Quería saber por qué diablos se había metido en aquel lío donde el nombre de la ciudad más extraña de Brasil figuraba en el título de su novela.

Se tomó cuatro copas y medias y pasó la noche al raso con una morena que no tenía grandes pruritos específicamente espirituales.

Amaneció dos días después, porque los amaneceres tienen que ser largos para cogitar. Y nada es igual en Manaus. El diario local, con una tirada que desafiaba todo el analfabetismo reinante, anunciaba: "Hallado cadáver de extranjero en las aguas del Amazonas".

El cadáver, por exquisito que fuera, resultó ser el de Luis Guevara.

Al día siguiente, él ya no lo leía, porque se había aburrido de la lectura en el Cielo, el mismo periódico traía en su portada al editor de Sao Paulo feliz como un recién divorciado que anunciaba: "Acabamos de lanzar la edición de "Ultimo vuelo para Manaus" que será seguida por su adaptación cinematográfica en una película titulada "Se mató porque no era suya", es decir que estaba desesperado por la inhibición de la naturaleza con relación al capitalismo. En cuanto a las balas que decoran su cuerpo, estamos convencidos, el FBI lo confirma, que los proyectiles pasaban por allí. Nada que ver con el suicidio provocado, bueno quiero decir natural…".

La película fue un éxito colosal. En el Tánger ya marroquí, donde el finado había vivido los mejores años de su vida, sin dirección de William Wyller, se celebraron exequias al son de las mejores melodías de Cole Porter.
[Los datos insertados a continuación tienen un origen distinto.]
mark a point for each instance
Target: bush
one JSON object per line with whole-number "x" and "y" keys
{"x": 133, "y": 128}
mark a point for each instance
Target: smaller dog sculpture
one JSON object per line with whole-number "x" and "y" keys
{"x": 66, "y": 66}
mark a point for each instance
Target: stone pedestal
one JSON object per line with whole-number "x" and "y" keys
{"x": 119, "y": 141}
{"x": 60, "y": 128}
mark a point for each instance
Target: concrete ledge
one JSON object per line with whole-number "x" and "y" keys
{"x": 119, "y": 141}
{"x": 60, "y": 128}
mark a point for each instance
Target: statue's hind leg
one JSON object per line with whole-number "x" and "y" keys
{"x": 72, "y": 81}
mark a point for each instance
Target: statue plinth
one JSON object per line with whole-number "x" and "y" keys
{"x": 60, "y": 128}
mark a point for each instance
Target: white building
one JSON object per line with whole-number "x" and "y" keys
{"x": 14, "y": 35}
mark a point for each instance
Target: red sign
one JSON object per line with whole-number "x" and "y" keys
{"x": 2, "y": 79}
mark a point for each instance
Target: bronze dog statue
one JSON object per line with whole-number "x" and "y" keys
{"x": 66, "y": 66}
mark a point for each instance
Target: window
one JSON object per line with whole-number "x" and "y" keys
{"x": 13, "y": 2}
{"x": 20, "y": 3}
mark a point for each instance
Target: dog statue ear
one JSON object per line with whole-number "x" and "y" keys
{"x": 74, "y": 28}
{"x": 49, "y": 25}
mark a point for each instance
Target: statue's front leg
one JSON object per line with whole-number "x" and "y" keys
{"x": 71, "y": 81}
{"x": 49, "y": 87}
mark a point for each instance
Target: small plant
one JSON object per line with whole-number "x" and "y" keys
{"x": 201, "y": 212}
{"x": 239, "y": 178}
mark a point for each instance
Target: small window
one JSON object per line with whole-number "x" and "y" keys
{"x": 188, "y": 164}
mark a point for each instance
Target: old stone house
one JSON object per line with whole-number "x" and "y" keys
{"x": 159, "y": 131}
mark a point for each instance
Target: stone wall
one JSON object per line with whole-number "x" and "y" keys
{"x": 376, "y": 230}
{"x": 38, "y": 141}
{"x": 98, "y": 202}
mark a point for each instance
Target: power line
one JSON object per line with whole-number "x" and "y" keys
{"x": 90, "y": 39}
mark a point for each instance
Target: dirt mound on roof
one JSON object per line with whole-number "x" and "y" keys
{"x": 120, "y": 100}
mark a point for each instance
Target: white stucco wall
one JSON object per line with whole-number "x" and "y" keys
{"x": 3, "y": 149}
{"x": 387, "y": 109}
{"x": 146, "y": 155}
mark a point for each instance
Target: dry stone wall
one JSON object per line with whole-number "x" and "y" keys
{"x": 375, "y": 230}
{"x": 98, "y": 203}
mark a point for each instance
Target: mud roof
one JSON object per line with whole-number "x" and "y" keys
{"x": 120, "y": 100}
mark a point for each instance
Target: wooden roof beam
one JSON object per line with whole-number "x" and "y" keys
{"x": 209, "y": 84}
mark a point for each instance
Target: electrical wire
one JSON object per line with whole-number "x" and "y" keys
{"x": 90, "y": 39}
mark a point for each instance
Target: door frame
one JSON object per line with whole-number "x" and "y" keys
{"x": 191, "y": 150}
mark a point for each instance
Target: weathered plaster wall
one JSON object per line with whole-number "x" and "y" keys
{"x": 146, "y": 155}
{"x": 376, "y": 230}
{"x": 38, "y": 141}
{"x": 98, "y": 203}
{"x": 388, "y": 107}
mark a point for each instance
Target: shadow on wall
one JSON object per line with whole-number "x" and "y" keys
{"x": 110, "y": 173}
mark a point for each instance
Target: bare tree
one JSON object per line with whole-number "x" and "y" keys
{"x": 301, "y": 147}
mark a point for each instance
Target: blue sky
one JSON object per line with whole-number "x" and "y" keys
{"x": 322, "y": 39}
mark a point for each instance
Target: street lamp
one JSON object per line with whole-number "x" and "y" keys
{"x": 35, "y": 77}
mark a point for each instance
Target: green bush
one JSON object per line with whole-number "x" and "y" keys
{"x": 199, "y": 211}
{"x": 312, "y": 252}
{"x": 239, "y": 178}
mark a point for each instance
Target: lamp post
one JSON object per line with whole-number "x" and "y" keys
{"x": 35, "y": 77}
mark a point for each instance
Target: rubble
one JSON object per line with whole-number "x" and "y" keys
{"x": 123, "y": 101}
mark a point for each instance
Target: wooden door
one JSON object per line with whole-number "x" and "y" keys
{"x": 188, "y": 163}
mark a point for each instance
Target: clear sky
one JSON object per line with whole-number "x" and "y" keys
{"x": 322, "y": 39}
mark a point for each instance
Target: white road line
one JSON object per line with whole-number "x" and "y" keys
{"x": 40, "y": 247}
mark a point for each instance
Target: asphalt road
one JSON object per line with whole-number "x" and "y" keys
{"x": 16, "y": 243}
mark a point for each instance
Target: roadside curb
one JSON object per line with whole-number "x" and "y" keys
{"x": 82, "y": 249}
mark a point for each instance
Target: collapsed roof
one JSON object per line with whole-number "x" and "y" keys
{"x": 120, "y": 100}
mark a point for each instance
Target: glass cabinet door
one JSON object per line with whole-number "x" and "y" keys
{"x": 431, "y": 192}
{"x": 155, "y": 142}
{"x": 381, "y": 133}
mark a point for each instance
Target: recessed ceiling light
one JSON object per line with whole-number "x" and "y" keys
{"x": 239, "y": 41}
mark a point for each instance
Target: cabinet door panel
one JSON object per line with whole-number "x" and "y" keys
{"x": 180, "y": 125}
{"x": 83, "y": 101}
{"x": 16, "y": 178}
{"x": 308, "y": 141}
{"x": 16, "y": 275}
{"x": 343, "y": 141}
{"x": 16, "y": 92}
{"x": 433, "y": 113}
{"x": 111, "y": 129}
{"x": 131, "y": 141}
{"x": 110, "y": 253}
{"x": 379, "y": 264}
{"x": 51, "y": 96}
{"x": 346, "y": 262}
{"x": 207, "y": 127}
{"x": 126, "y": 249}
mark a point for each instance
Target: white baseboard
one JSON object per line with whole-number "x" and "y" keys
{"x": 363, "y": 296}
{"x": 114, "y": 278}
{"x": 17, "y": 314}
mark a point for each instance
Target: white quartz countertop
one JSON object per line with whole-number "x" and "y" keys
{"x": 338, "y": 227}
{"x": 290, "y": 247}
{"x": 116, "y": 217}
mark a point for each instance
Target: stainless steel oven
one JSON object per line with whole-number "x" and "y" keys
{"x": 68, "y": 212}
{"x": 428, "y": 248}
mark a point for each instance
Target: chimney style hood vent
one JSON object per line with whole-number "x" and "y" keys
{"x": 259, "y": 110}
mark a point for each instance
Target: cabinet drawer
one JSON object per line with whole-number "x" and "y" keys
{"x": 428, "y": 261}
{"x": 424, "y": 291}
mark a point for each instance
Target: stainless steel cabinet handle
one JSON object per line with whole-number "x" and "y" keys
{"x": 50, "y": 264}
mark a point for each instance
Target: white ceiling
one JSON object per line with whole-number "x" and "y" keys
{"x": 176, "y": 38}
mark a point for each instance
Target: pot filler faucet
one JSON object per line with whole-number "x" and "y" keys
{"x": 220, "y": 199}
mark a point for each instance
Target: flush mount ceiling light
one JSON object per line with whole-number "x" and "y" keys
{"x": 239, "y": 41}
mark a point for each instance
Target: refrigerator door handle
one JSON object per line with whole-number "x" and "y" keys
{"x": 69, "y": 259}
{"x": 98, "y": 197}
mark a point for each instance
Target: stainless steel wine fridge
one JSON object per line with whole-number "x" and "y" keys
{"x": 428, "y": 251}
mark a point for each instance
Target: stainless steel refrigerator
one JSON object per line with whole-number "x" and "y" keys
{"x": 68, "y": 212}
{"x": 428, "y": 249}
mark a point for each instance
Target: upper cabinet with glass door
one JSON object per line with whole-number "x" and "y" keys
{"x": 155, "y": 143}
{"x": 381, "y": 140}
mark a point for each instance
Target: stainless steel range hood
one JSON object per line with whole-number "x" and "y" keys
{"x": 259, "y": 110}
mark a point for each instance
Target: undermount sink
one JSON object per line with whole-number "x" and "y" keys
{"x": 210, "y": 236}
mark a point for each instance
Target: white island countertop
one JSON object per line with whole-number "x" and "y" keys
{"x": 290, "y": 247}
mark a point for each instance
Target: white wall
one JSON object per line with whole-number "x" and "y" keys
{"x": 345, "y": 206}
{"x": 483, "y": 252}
Y nadie conoció nunca un testimonio de última hora sobre la muerte de Luis. Una testigo certificó, aunque este testimonio la policía lo perdió, haber visto un enorme gorila que escalaba un edificio en el momento fatal. Tampoco nadie supo que, desde siempre, Luis odiaba a King Kong por haberle robado a su amada Jessica Lange. Como también sentía asco por Jack Nicholson quien, razonaba él, se la había robado igual que el mono en "El cartero siempre llama dos veces".